The Rise and Controversy of Crypto Kiosks
The promise of digital money was always about cutting out the middleman. You could be your own bank and send funds anywhere in the world without asking for permission. That financial freedom sparked a massive boom in the physical machines that bridge the gap between hard cash and the blockchain. Now, they are increasingly at the center of a political backlash.
U.S. lawmakers are moving to restrict, and in some cases ban, crypto kiosks after a surge in fraud cases, particularly those targeting elderly Americans. These machines look just like traditional cash dispensers. They sit quietly in convenience stores and gas stations across the country. But that same frictionless technology has caught the attention of sophisticated criminal networks.
Minnesota’s Push for a Ban
On Feb. 23, Minnesota Rep. Erin Koegel introduced House File 3642, a bill that would prohibit anyone from “placing or operating a virtual currency kiosk” anywhere in the state. The measure would repeal the regulatory framework enacted in 2024 and replace it with a full ban.
The Minnesota Department of Commerce said it “strongly supports HF 3642.” Lawmakers cited testimony from law enforcement officials who described kiosks as a “prime target” for scammers. Police officers provided emotional testimony about the human cost of the scams. Woodbury Police Det. Lynn Lawrence detailed how one older resident lost half her monthly income to fraud.
“She was already vulnerable with fixed income and food and housing insecurity,” Lawrence said. “APS, adult protection services, had to become involved due to her dire circumstances. She was afraid she was going to have to live out of her car because she had no money left.”

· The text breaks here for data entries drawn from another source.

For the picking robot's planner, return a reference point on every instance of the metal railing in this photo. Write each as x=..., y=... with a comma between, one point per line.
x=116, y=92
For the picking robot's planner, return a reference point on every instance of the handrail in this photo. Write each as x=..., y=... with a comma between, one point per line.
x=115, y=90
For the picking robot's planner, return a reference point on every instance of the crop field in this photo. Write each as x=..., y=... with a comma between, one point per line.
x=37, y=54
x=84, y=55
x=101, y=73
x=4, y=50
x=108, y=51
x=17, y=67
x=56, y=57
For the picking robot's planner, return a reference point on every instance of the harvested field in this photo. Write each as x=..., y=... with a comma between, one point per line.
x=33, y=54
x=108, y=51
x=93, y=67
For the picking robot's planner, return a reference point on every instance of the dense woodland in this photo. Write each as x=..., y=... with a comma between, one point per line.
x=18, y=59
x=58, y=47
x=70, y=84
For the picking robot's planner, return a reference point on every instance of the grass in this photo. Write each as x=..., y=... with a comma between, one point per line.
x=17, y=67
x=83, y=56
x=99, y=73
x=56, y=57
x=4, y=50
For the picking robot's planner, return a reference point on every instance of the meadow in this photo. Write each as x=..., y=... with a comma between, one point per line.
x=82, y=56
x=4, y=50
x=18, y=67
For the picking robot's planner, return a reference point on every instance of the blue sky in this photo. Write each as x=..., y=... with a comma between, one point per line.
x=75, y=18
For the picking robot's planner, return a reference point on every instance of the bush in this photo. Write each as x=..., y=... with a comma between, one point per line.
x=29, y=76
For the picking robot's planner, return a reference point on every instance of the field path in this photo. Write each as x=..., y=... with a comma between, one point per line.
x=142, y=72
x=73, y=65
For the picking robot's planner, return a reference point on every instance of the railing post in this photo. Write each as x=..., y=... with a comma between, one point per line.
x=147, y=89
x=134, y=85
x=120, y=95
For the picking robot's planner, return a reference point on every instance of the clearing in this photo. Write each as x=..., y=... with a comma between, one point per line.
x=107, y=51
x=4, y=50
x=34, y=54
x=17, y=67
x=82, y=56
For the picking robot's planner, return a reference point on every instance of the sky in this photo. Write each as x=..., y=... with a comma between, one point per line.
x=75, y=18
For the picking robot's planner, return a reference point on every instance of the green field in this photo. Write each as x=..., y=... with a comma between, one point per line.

According to the Department of Commerce, Minnesota received 70 crypto kiosk-related complaints last year totaling about $540,000 in reported losses. The state currently has roughly 350 licensed kiosks operated by eight to 10 companies. The proposed ban would dismantle safeguards adopted in 2024, which included a $2,000 daily transaction limit for new customers, mandatory fraud warnings and a 14-day refund window for scam victims. Regulators now argue those protections have proven insufficient.
“Previous efforts to increase consumer protections for crypto kiosks have failed,” Sam Smith, government relations director at the Minnesota Department of Commerce, told lawmakers. Koegel said residents would still be able to transact cryptocurrency online if the bill passes.
National Concerns and Legal Pressure
Minnesota’s push comes amid rising national concern. On Jan. 3, The FBI’s Internet Crime Complaint Center reported more than 12,000 complaints involving Bitcoin ATMs between January and November 2025, totaling over $333.5 million in losses. Older adults have been disproportionately affected, with victims over 60 accounting for the majority of reported losses in recent years.
In many cases, scammers impersonate government agencies or financial institutions and instruct victims to deposit cash into crypto kiosks to “protect” their funds. Because crypto transactions are irreversible, recovery is rare.
The legal pressure is also mounting. On Feb. 3, Massachusetts Attorney General Andrea Joy Campbell alleged that crypto ATM operator Bitcoin Depot “knowingly facilitated crypto scams.” The lawsuit alleges that over half of the money passing through the company’s Massachusetts kiosks between Aug. 2023 and Jan. 2025 was tied to scams.
“We’re alleging that instead of handling consumers’ money in good faith, Bitcoin Depot used misleading sales tactics to overcharge its customers and knowingly facilitated crypto scams that robbed Massachusetts consumers of more than $10 million dollars,” Campbell said in a press release.
A Booming Market Meets a Crackdown
The regulatory push contrasts sharply with the industry’s rapid growth. The global crypto ATM market was valued at $356.7 million in 2025 and is projected to grow sharply over the next decade, according to Fortune Business Insights. North America accounted for nearly 89% of global installations, with the United States hosting more than 30,000 machines, roughly 88% of the global total, according to Coin ATM Radar data cited in the report.
Crypto kiosks are commonly placed in gas stations, convenience stores and retail chains, offering users a way to convert cash into digital assets without using online exchanges. But as installations expand, so has scrutiny. Several states have tightened transaction limits, capped fees or required enhanced identity verification. Others, like Minnesota, are now debating whether regulation is enough, or whether bans are necessary.
If HF 3642 passes, Minnesota could become one of the first U.S. states to eliminate physical crypto kiosks altogether.